When this type of formal introduction happens, there’s usually a rush of judgments going on in the minds of the newly introduced. People are either respected or red-flagged depending on their body size, clothing style, facial hair, tattoos, or lack thereof. We superficially pinpoint traits that we’ve predetermined our own attitudes about. This is called prejudice, but our appearances do not necessarily define us.
On September 11, 2001, our country experienced one of the most horrific event of our history. With thousands of lives lost, our country stood together to reunite and rebuild amidst the destruction. The event was catastrophic, but it didn’t define us. Our problems don’t define us.
I was recently approached by a church that asked me to interview for a job. The only requirement they had given me was to verify that I was a proud member of their denomination. I believe we lose God’s bigger picture of the church when we seclude ourselves to these titles. I believe our theology is an important part of who we are, but I quickly realized that my denomination doesn’t define me.
I bought my car many years ago while I was in college. I bought the car with a cracked headlight. I decided that I would protest our culture’s warped sense of cultural pressure to define ourselves by our automobiles. I’ve never paid the fifteen dollars to have it fixed. I made a promise to myself that I would drive the ‘Tank’ until it would no longer run. More than 10 years later, I still can’t kill it. However, my car doesn’t define me.
A friend recently expressed the hurt he had felt over a pastor addressing him as an ex-convict. As a Christian, an incredibly talented musician, a tender hearted husband, father and friend, he rightfully struggled to be identified by his past mistakes. We live with the consequences of our past sins, but our past sins don’t define us.

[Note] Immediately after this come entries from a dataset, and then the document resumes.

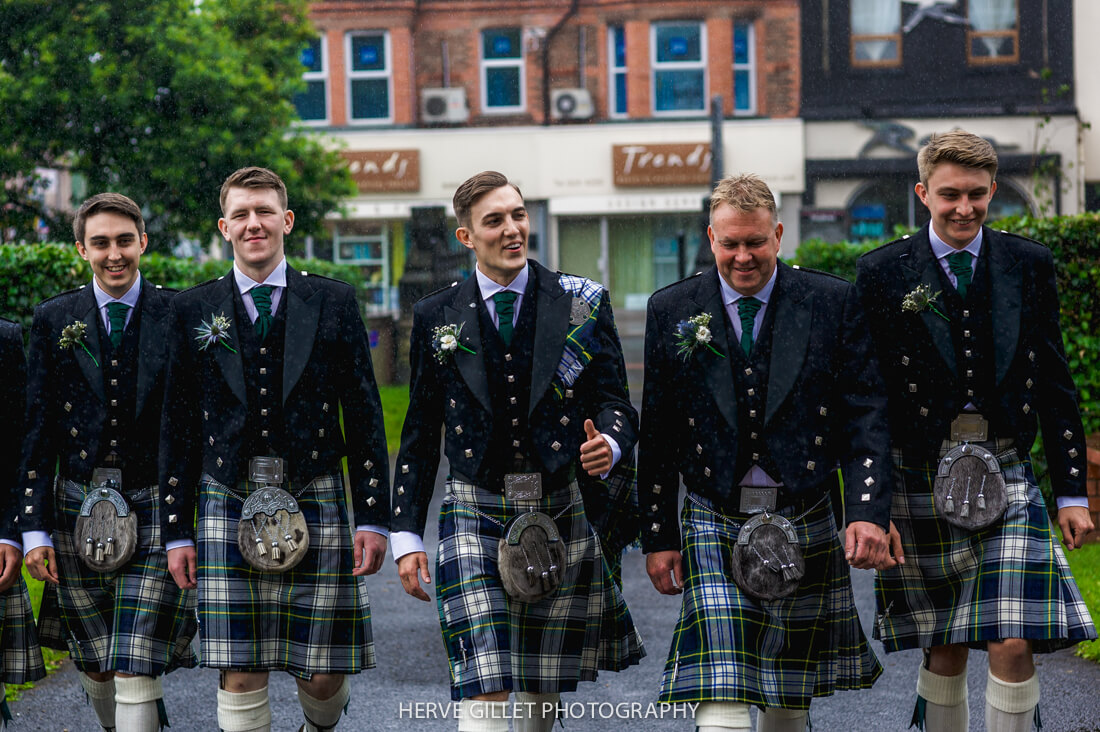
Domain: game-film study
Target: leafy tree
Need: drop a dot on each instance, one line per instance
(161, 100)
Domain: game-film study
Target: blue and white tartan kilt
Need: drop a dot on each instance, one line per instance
(19, 638)
(312, 619)
(498, 644)
(135, 620)
(729, 646)
(1009, 580)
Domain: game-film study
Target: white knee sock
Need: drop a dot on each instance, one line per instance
(782, 720)
(946, 709)
(248, 711)
(723, 717)
(323, 713)
(1010, 707)
(135, 703)
(101, 698)
(536, 712)
(475, 716)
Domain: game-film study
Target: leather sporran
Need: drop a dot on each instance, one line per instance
(766, 561)
(531, 557)
(969, 490)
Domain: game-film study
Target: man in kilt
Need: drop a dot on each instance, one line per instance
(264, 361)
(759, 384)
(965, 323)
(95, 393)
(20, 656)
(523, 370)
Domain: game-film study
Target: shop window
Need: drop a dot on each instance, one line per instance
(679, 64)
(369, 76)
(502, 67)
(993, 36)
(876, 33)
(312, 102)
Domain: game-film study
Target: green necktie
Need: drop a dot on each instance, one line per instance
(117, 314)
(747, 307)
(505, 312)
(960, 264)
(262, 298)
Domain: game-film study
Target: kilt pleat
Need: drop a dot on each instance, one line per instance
(728, 646)
(135, 620)
(1009, 580)
(312, 619)
(495, 643)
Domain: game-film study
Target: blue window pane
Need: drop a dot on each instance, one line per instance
(370, 99)
(502, 87)
(501, 43)
(680, 90)
(679, 43)
(369, 53)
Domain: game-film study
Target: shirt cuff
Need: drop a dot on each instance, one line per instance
(403, 543)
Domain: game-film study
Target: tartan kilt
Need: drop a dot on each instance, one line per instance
(312, 619)
(136, 620)
(1009, 580)
(728, 646)
(498, 644)
(19, 638)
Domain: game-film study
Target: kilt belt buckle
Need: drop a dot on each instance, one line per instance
(106, 523)
(271, 519)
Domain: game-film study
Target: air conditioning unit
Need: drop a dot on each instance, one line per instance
(570, 105)
(444, 106)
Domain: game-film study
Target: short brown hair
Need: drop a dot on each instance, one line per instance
(108, 203)
(957, 146)
(474, 188)
(254, 177)
(746, 193)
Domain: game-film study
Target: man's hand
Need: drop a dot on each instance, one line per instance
(10, 561)
(666, 571)
(1076, 523)
(595, 452)
(183, 564)
(411, 568)
(866, 545)
(42, 564)
(370, 552)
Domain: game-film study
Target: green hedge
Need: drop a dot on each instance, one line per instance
(34, 272)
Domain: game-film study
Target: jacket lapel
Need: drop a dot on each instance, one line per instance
(790, 336)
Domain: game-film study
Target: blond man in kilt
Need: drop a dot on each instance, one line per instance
(965, 323)
(523, 370)
(95, 391)
(264, 362)
(759, 384)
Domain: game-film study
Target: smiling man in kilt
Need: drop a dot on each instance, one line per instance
(264, 362)
(759, 384)
(965, 323)
(95, 391)
(523, 370)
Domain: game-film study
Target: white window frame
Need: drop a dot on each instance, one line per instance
(750, 69)
(486, 64)
(386, 74)
(679, 66)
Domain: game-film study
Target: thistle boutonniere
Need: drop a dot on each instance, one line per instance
(694, 334)
(921, 299)
(73, 335)
(215, 331)
(444, 339)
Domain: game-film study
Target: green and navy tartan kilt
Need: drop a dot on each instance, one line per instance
(312, 619)
(1009, 580)
(135, 620)
(498, 644)
(19, 638)
(729, 646)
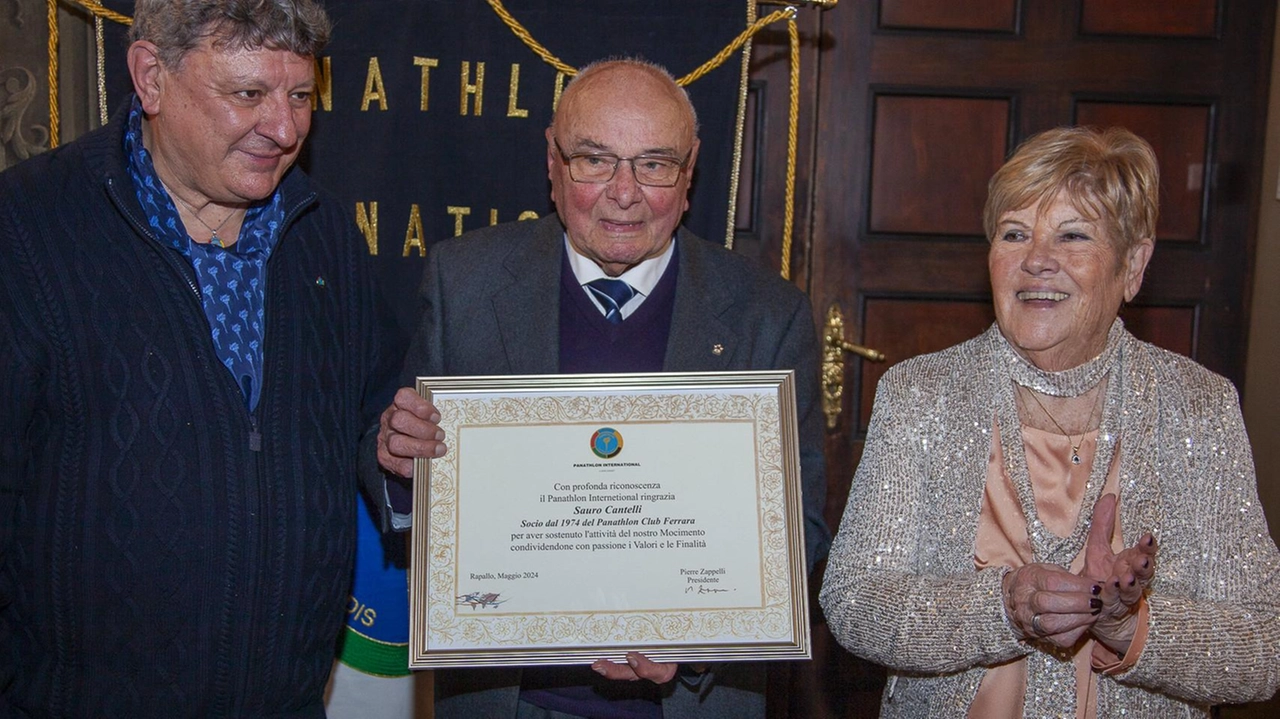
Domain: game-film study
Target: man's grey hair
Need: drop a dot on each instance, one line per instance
(639, 63)
(178, 26)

Our problems don’t define us. Our denominations don’t define us. Our transportation doesn’t define us. Our past failures don’t define us. Our skin color doesn’t define us. Our homes don’t define us. Our neighborhoods don’t define us. Our family doesn’t define us. You can learn a lot about a person by the friends they have, but even still our friends don’t define us. Our jobs don’t define us. Our bank accounts don’t define us. Our trophies don’t define us. Our possessions will never define us.
I recently read that ‘we are spiritual beings having a human experience.’ When we allow material possessions to define us, we lose sight of the ultimate purpose of our humanity. When our lives are completely focused on our humanity, we lose sight of the spiritual life we were created to exercise. When we allow ourselves to be defined by our past failures we deny God’s ability to continue to script our future! When we allow ourselves to be defined by anyone other than ourselves, we enslave ourselves inside the prison of identity crisis.

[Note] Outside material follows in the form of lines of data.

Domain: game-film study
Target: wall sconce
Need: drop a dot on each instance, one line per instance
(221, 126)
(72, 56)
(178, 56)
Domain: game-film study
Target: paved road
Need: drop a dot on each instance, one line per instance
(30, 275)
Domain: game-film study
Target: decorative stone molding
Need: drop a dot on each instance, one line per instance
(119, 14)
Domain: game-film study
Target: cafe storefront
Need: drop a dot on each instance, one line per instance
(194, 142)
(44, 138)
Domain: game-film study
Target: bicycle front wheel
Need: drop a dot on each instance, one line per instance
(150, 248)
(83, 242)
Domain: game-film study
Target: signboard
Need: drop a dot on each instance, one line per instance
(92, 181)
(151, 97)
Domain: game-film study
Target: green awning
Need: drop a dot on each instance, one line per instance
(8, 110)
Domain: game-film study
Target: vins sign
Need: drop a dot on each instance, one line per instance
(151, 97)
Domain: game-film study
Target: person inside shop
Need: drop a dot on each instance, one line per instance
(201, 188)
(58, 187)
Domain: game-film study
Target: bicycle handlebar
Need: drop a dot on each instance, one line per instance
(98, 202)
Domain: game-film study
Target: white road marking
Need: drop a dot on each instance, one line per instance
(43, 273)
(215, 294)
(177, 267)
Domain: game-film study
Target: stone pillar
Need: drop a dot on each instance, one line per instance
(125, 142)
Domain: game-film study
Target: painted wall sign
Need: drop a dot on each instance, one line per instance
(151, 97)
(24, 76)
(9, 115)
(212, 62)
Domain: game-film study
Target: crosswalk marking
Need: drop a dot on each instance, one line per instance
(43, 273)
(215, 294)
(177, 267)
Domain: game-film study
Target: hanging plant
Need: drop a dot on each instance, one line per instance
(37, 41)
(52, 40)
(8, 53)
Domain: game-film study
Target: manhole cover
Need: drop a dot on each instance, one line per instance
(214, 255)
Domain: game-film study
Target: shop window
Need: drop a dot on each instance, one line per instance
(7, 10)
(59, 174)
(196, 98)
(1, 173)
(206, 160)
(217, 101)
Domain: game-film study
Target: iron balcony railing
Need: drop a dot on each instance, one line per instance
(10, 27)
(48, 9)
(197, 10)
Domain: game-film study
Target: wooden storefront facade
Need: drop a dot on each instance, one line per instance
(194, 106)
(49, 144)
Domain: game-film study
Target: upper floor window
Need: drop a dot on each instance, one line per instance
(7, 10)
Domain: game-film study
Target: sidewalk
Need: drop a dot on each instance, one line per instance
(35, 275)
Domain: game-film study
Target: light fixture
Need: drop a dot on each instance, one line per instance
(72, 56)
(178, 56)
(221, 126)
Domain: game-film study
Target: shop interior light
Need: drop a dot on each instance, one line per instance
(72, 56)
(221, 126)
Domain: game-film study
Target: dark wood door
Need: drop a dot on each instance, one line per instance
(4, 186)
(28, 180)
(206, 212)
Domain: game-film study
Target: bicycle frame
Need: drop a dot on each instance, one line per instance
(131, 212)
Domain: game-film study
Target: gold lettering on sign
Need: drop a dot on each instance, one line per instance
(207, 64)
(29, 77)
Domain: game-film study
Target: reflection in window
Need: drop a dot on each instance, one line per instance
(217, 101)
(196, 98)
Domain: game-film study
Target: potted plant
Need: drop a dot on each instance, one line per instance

Stop letting your car identify you. Stop feeling inadequate if your house isn’t featured on MTV cribs. Stop working for your bank account. Learn to make your bank account work for you. Stop letting your past mistakes define you. Today is a new opportunity to fix the brokenness of the past. No matter where you may find yourself today, in a jail cell or in your subdivision, realize that God’s purpose for your life is to use all of the physical things we have to serve Him spiritually. Even our struggles. Find a new identity today in Christ!

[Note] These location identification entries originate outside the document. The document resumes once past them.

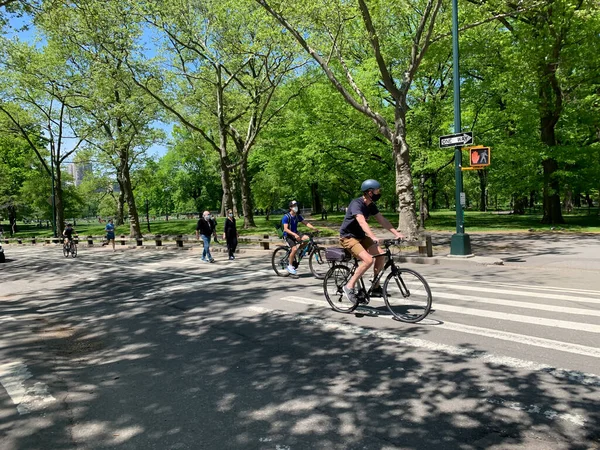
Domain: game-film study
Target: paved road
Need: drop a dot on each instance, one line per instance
(154, 350)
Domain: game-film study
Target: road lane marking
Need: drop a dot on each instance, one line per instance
(529, 320)
(592, 352)
(518, 304)
(519, 286)
(515, 293)
(13, 376)
(576, 376)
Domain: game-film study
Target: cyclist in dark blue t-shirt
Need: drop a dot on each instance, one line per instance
(357, 237)
(290, 223)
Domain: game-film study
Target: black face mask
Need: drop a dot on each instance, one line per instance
(375, 197)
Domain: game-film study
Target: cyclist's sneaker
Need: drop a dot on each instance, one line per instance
(377, 292)
(350, 294)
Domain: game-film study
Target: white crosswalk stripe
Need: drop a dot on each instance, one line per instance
(567, 309)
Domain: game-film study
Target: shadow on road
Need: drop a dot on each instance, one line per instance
(202, 369)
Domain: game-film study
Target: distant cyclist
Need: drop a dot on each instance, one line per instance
(357, 237)
(290, 223)
(68, 233)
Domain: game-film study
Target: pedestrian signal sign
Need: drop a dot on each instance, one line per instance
(479, 156)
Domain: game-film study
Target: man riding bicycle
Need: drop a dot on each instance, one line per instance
(357, 237)
(68, 233)
(290, 223)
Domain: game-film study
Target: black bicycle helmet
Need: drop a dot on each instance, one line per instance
(369, 184)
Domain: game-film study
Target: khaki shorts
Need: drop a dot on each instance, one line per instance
(356, 246)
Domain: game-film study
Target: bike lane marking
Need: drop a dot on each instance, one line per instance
(550, 344)
(517, 293)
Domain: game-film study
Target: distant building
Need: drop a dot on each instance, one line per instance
(78, 171)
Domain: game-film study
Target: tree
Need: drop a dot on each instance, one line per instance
(116, 115)
(398, 37)
(43, 86)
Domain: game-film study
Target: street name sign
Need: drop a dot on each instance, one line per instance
(456, 140)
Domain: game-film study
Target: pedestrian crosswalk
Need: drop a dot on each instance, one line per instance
(546, 317)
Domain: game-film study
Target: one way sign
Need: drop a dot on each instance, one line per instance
(456, 140)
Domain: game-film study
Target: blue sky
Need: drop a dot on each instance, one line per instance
(15, 30)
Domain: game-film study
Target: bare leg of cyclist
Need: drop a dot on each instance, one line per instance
(293, 254)
(379, 262)
(367, 262)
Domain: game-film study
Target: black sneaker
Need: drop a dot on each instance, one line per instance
(377, 292)
(350, 294)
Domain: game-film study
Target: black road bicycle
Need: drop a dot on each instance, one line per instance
(70, 248)
(316, 258)
(405, 292)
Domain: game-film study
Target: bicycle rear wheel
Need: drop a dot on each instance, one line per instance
(333, 284)
(317, 263)
(407, 295)
(280, 260)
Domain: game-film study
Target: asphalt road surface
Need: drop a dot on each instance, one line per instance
(147, 349)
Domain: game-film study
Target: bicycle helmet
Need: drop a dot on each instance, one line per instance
(369, 184)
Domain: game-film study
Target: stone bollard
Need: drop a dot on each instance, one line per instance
(265, 244)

1 Peter chapter 2 further explains our dilemma. In one verse it says “you are a chosen people, a royal priesthood, a holy nation, God’s special possession.” It’s time we realize who we are in Christ, and stop being hindered by things that only slow us down in our chase for the purpose of the cross. It’s time we begin to live Philippians 2:5 and let our attitude reflect our faith, and not our ______________.